Sensationalist press coverage - is this always the way the general public will see our work?

This is just a quick post today, and features an article in Engineering & Technology magazine which in turn has quoted me.  I was pretty relieved to see that I'd been quoted appropriately and I come across as a voice of caution.  However, the real reason I'm blogging about it now, is because it raises questions about the 'face' we present to the non-specialist audiences when translocations are covered in the media.

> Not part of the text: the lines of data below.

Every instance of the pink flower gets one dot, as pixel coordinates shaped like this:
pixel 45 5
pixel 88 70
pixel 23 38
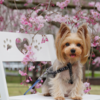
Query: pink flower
pixel 41 81
pixel 46 39
pixel 63 4
pixel 94 13
pixel 43 41
pixel 1 1
pixel 18 40
pixel 27 81
pixel 29 48
pixel 87 87
pixel 96 61
pixel 22 73
pixel 91 4
pixel 44 62
pixel 38 85
pixel 96 38
pixel 1 18
pixel 40 26
pixel 76 2
pixel 29 1
pixel 30 78
pixel 94 44
pixel 86 84
pixel 31 53
pixel 93 55
pixel 32 67
pixel 24 62
pixel 98 6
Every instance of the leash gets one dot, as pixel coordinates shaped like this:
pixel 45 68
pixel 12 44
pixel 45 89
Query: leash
pixel 69 66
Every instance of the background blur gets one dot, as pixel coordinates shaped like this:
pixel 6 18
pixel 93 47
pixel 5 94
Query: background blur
pixel 10 15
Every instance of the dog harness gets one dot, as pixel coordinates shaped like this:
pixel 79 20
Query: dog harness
pixel 69 66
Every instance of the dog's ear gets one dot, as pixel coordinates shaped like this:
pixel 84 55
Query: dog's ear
pixel 82 30
pixel 83 33
pixel 63 28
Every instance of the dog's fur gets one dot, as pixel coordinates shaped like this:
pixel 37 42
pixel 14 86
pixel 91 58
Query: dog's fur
pixel 64 43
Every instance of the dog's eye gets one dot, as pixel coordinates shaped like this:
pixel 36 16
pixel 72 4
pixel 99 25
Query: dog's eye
pixel 67 44
pixel 78 44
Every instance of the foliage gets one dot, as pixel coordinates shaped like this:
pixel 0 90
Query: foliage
pixel 39 18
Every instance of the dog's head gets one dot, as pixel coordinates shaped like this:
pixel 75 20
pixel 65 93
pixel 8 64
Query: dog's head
pixel 72 46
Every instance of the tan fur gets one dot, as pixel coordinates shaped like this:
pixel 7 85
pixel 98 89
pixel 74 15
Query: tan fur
pixel 59 85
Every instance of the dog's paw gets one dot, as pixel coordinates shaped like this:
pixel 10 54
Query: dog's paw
pixel 77 98
pixel 59 98
pixel 47 94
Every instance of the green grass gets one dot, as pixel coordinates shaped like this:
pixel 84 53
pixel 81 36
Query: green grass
pixel 89 74
pixel 17 89
pixel 14 79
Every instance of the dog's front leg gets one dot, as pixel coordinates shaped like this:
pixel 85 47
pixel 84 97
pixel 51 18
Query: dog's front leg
pixel 76 92
pixel 56 88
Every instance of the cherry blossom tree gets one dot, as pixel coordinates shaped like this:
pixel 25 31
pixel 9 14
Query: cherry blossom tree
pixel 44 17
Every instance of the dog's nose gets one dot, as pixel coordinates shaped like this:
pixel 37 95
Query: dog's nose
pixel 72 50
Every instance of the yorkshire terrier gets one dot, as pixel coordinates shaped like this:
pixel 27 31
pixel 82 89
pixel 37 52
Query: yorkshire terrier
pixel 73 48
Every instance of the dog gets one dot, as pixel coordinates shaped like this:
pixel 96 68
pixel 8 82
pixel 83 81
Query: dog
pixel 73 48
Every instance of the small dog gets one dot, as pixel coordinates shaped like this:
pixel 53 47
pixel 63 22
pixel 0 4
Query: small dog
pixel 73 48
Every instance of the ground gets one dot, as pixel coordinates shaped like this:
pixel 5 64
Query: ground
pixel 17 89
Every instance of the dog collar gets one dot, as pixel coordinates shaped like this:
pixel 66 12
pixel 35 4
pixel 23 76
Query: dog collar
pixel 69 66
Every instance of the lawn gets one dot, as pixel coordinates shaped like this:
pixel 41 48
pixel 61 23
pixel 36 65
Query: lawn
pixel 17 89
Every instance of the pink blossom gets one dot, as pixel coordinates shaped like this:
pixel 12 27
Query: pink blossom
pixel 40 26
pixel 25 4
pixel 1 1
pixel 32 67
pixel 31 53
pixel 98 6
pixel 48 18
pixel 63 4
pixel 86 84
pixel 46 39
pixel 76 2
pixel 18 40
pixel 93 55
pixel 22 73
pixel 96 38
pixel 29 1
pixel 96 61
pixel 87 87
pixel 24 62
pixel 43 41
pixel 41 81
pixel 38 85
pixel 94 44
pixel 24 51
pixel 94 13
pixel 44 62
pixel 30 78
pixel 1 18
pixel 29 48
pixel 27 81
pixel 91 4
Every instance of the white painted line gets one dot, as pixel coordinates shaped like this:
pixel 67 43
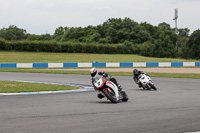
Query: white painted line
pixel 85 88
pixel 193 132
pixel 52 65
pixel 112 65
pixel 24 65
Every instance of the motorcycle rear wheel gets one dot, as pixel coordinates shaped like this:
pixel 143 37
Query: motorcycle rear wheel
pixel 125 96
pixel 153 86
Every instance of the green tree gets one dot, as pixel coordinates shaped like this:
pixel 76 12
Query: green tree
pixel 194 45
pixel 164 26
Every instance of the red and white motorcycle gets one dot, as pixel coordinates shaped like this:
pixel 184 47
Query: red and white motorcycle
pixel 109 89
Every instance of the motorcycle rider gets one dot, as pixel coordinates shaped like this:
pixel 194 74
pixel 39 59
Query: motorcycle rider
pixel 136 74
pixel 94 72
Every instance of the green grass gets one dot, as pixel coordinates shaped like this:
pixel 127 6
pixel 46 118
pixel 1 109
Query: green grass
pixel 13 86
pixel 44 57
pixel 60 71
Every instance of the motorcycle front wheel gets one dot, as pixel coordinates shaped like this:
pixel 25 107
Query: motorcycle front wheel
pixel 110 96
pixel 153 86
pixel 125 96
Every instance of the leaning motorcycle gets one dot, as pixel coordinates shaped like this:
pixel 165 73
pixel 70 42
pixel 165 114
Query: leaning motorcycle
pixel 146 82
pixel 109 89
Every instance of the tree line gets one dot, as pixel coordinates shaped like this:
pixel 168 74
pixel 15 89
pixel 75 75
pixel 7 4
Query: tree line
pixel 115 36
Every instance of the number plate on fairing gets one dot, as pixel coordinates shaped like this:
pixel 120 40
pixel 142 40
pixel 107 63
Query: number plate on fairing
pixel 98 83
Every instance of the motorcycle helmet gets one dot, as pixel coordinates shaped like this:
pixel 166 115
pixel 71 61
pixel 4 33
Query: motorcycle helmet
pixel 135 71
pixel 93 72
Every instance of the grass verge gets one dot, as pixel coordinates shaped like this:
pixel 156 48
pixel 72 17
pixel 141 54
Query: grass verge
pixel 14 87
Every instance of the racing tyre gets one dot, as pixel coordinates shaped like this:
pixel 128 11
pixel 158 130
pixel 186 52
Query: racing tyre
pixel 125 96
pixel 110 96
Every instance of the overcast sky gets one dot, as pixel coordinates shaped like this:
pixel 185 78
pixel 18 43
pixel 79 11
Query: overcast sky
pixel 44 16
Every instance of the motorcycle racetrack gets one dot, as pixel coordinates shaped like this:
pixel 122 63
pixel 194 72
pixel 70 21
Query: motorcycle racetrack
pixel 173 108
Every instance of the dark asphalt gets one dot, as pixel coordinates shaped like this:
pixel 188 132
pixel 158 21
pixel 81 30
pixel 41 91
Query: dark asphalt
pixel 174 108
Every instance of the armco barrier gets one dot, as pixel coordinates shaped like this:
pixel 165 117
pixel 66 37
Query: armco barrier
pixel 123 64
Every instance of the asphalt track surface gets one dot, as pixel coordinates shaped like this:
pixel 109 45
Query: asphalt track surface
pixel 174 108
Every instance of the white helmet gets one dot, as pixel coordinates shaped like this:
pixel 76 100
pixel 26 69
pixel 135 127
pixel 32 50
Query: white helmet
pixel 93 72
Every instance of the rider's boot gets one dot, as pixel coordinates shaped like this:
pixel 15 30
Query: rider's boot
pixel 120 88
pixel 100 96
pixel 140 85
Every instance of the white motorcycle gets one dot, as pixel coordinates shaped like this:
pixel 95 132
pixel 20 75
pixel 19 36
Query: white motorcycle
pixel 146 82
pixel 109 89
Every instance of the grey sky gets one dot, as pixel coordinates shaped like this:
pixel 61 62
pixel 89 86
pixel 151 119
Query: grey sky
pixel 41 16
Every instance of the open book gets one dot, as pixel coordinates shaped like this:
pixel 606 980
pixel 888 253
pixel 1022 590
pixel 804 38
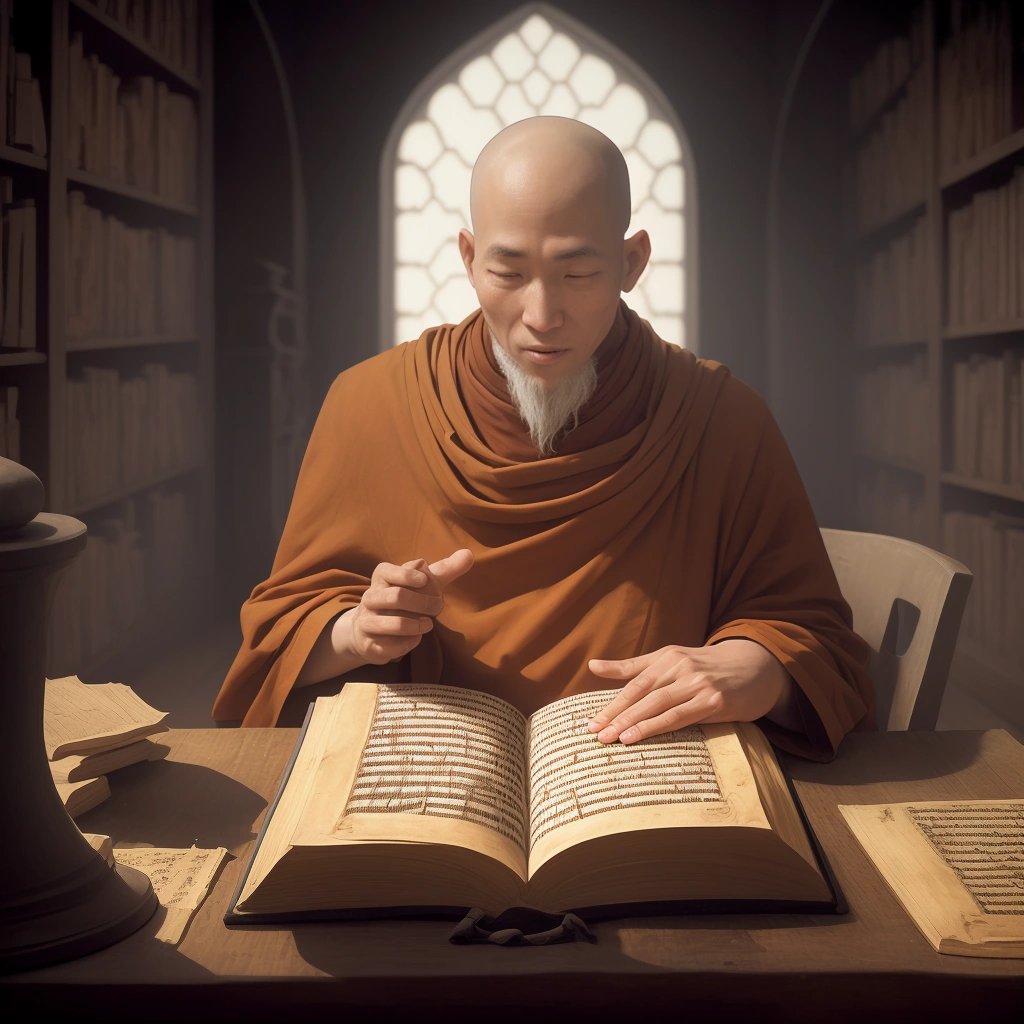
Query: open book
pixel 412 800
pixel 956 866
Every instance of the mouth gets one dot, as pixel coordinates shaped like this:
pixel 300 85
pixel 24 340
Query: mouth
pixel 544 355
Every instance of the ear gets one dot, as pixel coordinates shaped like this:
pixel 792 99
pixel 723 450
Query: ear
pixel 636 255
pixel 467 249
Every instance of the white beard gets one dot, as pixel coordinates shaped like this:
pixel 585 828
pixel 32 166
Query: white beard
pixel 547 412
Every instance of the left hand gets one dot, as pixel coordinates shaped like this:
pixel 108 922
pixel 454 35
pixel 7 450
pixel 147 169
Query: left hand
pixel 735 680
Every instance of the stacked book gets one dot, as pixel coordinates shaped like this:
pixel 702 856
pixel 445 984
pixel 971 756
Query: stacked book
pixel 92 729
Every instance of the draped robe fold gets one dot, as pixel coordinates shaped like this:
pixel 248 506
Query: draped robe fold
pixel 673 514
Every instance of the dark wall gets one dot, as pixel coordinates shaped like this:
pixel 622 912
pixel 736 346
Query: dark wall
pixel 352 66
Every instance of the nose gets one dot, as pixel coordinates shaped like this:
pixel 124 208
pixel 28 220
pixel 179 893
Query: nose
pixel 542 308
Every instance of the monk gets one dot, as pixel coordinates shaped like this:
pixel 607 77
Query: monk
pixel 548 499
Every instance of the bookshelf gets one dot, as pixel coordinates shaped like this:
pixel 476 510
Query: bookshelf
pixel 107 379
pixel 935 201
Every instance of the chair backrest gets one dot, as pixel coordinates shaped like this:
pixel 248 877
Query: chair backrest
pixel 907 602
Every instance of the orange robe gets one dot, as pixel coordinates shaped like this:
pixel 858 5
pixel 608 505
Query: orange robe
pixel 673 514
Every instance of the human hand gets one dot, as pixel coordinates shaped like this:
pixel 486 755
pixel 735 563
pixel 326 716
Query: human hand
pixel 399 605
pixel 735 680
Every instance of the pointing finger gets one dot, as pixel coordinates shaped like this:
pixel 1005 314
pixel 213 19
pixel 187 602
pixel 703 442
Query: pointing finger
pixel 449 569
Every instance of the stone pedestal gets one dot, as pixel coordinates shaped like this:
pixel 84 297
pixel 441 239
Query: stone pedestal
pixel 58 897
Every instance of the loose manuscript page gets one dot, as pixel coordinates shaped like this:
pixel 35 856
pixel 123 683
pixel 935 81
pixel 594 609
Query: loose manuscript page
pixel 180 881
pixel 956 867
pixel 580 787
pixel 81 718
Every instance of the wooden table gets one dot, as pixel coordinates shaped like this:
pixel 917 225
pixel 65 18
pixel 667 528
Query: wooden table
pixel 869 965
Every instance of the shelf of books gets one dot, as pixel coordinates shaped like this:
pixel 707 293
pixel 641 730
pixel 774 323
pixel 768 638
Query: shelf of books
pixel 937 114
pixel 105 360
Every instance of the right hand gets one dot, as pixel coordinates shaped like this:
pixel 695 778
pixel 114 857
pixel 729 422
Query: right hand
pixel 399 605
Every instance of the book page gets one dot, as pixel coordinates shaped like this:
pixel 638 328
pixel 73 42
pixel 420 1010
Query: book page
pixel 573 774
pixel 442 753
pixel 398 796
pixel 955 866
pixel 180 881
pixel 581 787
pixel 80 718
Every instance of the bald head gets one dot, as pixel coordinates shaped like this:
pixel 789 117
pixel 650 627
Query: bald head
pixel 545 164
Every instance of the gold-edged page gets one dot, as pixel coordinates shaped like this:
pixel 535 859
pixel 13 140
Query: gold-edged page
pixel 956 867
pixel 581 788
pixel 440 765
pixel 334 720
pixel 775 797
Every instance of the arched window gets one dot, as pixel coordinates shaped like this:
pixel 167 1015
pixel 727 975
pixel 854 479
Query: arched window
pixel 537 60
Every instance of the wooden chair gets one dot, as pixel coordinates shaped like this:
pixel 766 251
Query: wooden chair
pixel 907 602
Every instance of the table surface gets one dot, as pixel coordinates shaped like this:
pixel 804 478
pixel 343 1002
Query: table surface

E & T magazine has a print circulation of 180,000, mostly professional engineers, and is published online.  If we assume this is the first time many of these readers have heard about assisted migration, it presents quite a controversial picture.  Importantly, careful reading of this article reveals that it is well-balanced in its portrayal of when out-of-range translocations should be used, but how many people read this sort of article carefully?  Instead, will the take home message to many engineers be that biologists can sort it out - we're not there yet but it won't be long before we can move threatened species with certainty.  Is that the message they will read because that's the message they want to see?

Of course, I don't want to polarise engineers and biologists as 'them and us', we're going to have to work closely to make sure ecosystem functioning is protected whilst we continue to develop the infrastructure to house, educate and employ the 7 billion people on the planet.  But how do we communicate a more nuanced message that can actually achieve results?